Il regarde longuement Stéphanie.

— Tu viens te coucher ?

Elle ne répond pas et se recule de quelques pas, lentement. Elle pivote sur ses pieds et s’observe de trois quarts dans le reflet de la lucarne.

— J’ai grossi. Tu ne trouves pas ?

Jacques sourit.

— Tu veux rire. Tu es…

Il cherche le meilleur mot pour désigner ce qu’il ressent : ces longs cheveux qui tombent en pluie sur ce long dos de miel ; ces ombres qui épousent la moindre de ses courbes.

— Une vraie madone…

Stéphanie sourit. Elle passe les mains dans son dos, dégrafe son soutien-gorge.

— Non, Jacques… Une madone est belle parce qu’elle a des enfants.

Elle suspend le sous-vêtement sur un cintre accroché à un clou dans la poutre. Elle se retourne, sans même baisser les yeux vers Jacques, et s’assoit au bord du lit. Alors que ses doigts enroulent lentement un bas le long de sa cuisse, Jacques faufile une main sous les draps, la remonte sur le ventre plat. Plus sa femme se penche, mi-cuisse, jambe, cheville, et plus ses seins se collent à son bras.
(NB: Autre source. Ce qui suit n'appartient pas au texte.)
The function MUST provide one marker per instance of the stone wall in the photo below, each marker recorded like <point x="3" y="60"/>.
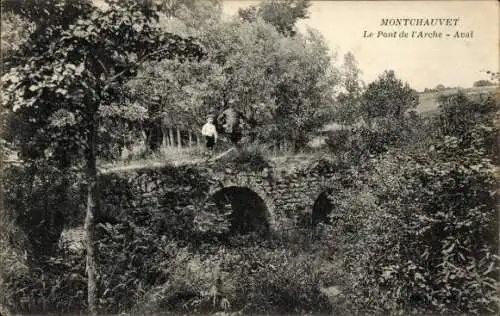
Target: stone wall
<point x="170" y="192"/>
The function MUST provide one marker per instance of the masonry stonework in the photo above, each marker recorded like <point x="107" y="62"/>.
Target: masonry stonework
<point x="289" y="196"/>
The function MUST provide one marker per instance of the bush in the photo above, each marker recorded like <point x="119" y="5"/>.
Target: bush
<point x="55" y="284"/>
<point x="41" y="199"/>
<point x="250" y="157"/>
<point x="359" y="143"/>
<point x="427" y="241"/>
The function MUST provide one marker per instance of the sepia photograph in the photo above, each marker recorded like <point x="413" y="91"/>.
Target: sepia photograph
<point x="240" y="157"/>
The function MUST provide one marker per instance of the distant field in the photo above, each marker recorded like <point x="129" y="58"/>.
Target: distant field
<point x="428" y="100"/>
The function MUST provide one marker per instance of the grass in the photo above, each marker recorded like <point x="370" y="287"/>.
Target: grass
<point x="429" y="100"/>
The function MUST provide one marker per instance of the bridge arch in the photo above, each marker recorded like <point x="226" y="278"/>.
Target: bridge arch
<point x="245" y="190"/>
<point x="322" y="208"/>
<point x="250" y="213"/>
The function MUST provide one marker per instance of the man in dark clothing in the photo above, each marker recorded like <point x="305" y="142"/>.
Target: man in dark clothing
<point x="230" y="120"/>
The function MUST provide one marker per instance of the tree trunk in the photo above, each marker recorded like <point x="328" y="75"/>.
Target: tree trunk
<point x="179" y="145"/>
<point x="92" y="210"/>
<point x="165" y="139"/>
<point x="171" y="136"/>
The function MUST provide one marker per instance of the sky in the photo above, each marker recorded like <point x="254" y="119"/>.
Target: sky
<point x="422" y="62"/>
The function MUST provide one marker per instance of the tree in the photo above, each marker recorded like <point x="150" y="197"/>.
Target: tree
<point x="388" y="97"/>
<point x="72" y="66"/>
<point x="483" y="83"/>
<point x="282" y="14"/>
<point x="349" y="100"/>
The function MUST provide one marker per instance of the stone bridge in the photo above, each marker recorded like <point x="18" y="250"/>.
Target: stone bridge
<point x="283" y="199"/>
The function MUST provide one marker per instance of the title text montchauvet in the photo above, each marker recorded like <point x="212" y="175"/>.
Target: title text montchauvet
<point x="419" y="22"/>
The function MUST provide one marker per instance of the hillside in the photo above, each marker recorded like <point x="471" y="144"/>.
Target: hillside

— À qui voudrais-tu plaire, Stéphanie ?

— À personne. À qui veux-tu que je plaise ?

— À moi… Stéphanie. À moi.

Stéphanie ne répond pas. Elle se glisse sous les draps. Jacques hésite, finit par oser :

— Je n’ai pas aimé la façon dont le flic t’a regardée pendant tout le temps de l’enterrement de Morval. Vraiment pas…

— Ne recommence pas… Par pitié.

Elle lui tourne le dos. Jacques l’entend respirer doucement.

— Demain, Philippe et Titou m’ont invité à aller chasser, sur le plateau de la Madrie, en fin d’après-midi. Ça te dérange ?

— Non. Bien sûr que non.

— Tu es certaine ? Tu ne veux pas que je reste ?

Respiration. Seulement le dos de sa femme et sa respiration.

Insupportable.

Il pose au pied du lit son magazine, puis demande :

— Tu veux lire ?

Stéphanie lève les yeux vers la table de nuit. Un seul livre y est posé. Aurélien. De Louis Aragon.

— Non, pas ce soir, tu peux éteindre.

La nuit tombe sur la chambre.

Le slip noir glisse sur le sol.

Stéphanie se retourne vers son mari.

— Fais-moi un enfant, Jacques. Je t’en supplie.

- 20 -

L’inspecteur Sérénac dévisage Béatrice avec insistance. Il a du mal à deviner ce qui se cache derrière son sourire ironique. La véranda prend des allures de salle d’interrogatoire. La femme de Sylvio Bénavides grelotte un peu sous son châle.